In general, 68.97% of the total population of the city, which are located in 32 municipalities, ranges from very low to moderate distances of LRT stations (0-600 meters), mostly including the middle income group (more than 40% of the population of this group in short and very short distances) and very low income group (more than 55% of the population in the middle distance) respectively. Of the total population of city, 31.03% are located at a very large distance (601 - +800 meters) of the nearest LRT stations, which are mostly included in the middle income group.

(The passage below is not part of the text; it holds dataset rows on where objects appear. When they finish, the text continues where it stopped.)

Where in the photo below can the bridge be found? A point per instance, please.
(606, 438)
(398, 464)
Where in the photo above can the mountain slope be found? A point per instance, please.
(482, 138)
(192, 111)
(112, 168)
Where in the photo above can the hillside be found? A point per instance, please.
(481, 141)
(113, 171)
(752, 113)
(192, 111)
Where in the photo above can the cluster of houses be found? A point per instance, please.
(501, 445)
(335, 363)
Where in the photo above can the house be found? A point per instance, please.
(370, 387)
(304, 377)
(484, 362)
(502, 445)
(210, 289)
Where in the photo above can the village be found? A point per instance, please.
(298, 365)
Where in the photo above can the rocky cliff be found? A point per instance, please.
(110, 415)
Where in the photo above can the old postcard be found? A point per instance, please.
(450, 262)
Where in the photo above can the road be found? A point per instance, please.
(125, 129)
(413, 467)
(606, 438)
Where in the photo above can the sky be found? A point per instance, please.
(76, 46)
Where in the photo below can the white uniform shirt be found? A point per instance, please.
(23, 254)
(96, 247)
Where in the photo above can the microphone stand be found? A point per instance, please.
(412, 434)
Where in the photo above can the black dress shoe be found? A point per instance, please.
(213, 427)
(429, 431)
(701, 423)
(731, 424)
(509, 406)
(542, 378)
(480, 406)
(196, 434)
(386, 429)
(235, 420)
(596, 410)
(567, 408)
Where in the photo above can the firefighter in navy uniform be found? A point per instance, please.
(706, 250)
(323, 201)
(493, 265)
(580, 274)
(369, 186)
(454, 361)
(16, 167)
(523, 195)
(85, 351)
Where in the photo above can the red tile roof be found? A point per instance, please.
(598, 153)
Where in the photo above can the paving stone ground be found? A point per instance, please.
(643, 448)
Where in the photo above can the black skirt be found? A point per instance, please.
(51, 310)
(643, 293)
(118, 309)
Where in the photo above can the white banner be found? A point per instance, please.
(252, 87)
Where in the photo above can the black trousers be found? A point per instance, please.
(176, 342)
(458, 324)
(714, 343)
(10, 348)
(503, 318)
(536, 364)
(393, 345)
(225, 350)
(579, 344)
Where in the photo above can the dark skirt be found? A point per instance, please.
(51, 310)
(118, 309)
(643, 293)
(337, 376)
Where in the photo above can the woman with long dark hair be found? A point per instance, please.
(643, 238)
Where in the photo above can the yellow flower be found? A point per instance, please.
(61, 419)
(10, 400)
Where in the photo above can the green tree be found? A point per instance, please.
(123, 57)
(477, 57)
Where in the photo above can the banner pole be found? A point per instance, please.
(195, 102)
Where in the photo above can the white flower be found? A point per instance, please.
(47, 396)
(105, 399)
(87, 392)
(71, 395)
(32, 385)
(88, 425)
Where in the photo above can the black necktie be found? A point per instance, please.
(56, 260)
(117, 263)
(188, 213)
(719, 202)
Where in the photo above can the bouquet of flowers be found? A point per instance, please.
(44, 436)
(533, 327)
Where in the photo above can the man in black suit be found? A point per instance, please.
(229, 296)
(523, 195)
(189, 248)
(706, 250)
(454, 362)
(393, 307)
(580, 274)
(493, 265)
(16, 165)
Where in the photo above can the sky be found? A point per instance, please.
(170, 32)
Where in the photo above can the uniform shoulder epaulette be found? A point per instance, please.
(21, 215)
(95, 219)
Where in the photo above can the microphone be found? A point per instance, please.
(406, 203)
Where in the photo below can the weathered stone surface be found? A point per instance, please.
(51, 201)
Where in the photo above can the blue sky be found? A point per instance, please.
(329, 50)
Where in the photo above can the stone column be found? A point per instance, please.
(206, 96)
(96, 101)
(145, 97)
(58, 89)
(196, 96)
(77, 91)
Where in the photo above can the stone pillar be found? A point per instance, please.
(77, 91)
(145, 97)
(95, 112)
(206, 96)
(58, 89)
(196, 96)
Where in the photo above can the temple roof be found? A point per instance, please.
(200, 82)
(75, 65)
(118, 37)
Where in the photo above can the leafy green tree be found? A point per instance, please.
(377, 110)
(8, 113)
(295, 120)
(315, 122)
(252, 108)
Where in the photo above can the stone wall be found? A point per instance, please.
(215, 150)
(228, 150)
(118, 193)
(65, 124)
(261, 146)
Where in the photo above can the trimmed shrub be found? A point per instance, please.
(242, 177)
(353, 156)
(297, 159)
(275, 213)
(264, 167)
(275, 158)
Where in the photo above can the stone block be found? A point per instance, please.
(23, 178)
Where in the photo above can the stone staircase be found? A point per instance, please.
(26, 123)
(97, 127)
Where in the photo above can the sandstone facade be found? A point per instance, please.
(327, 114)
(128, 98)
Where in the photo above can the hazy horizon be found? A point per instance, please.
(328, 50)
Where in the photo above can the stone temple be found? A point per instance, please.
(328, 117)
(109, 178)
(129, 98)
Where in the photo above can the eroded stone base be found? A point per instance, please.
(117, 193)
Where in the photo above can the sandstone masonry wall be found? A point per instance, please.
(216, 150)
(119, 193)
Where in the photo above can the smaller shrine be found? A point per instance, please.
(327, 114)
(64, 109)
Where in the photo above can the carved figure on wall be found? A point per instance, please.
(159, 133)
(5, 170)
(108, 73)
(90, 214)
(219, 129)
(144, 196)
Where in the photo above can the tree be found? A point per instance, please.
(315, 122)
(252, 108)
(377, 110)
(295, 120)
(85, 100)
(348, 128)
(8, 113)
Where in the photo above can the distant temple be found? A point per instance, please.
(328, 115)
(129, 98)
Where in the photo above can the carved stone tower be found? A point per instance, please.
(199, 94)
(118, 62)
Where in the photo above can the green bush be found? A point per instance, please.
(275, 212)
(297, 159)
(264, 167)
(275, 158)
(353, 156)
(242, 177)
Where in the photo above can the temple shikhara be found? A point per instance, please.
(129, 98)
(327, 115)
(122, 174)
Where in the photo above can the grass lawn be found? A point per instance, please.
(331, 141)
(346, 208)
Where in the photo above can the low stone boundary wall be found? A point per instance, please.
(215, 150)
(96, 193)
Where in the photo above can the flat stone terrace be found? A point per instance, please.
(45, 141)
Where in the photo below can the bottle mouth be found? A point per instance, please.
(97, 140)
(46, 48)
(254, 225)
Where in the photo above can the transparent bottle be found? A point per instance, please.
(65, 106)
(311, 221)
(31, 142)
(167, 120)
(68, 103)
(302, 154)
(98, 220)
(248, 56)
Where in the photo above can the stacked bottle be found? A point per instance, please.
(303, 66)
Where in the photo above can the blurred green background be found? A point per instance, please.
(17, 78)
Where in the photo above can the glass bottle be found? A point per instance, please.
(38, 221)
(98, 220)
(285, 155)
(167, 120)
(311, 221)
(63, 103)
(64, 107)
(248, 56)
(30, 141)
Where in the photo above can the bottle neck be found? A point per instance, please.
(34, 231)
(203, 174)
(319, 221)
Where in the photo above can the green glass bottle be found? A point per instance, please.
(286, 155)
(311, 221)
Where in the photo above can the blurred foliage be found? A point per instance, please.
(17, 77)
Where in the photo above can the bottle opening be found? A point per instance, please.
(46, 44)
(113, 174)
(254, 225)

The measurement of the spatial accessibility of areas to hospitals through LRT shows that of 43 municipal districts, 13 districts (30.23%) have moderate to very high access, whereas the LRT routes and the concentrate of hospitals (mostly with high stretch degrees) are seen as possibly close and there is less distance to reach the hospitals. Access is lower than the average in 30 districts (69.77%). The assessment of access scores based on income groups also shows that generally only 22.25% of the total urban population has moderate to very high access, which mostly includes a moderate and high income groups. While 77.65% of the population is at low and very low levels of access to hospitals, most of them include high and very low income groups.


As for considering fair space accessibility to hospitals as the most important health care services for all income groups of the community, findings of the research indicate that the existing and predicted LRT system is ineffective. Thus, the spatial imbalance of access could be seen among the population of each income group. In order to improve the performance of this system in terms of more equitable access to hospital health services, some suggestions are made in the following:

The distance to LRT system for those districts and income groups that are far from the system should be expanded through the forecasting and launching of new routes (in addition to the current 4 routes) so that communication with the hospitals within the city will be fairer for its inhabitants.
Hospitals with a low degree of stretch should also be added to their capacity if possible, and also be adjacent to the four LRT routes.
If there are plans for the construction of new hospitals in the field of their location, special attention should be paid to the existing infrastructure (Line 1 and Phase I of line 2) and the predicted infrastructure of LRT (Phase II line 2, line 3 and line 4).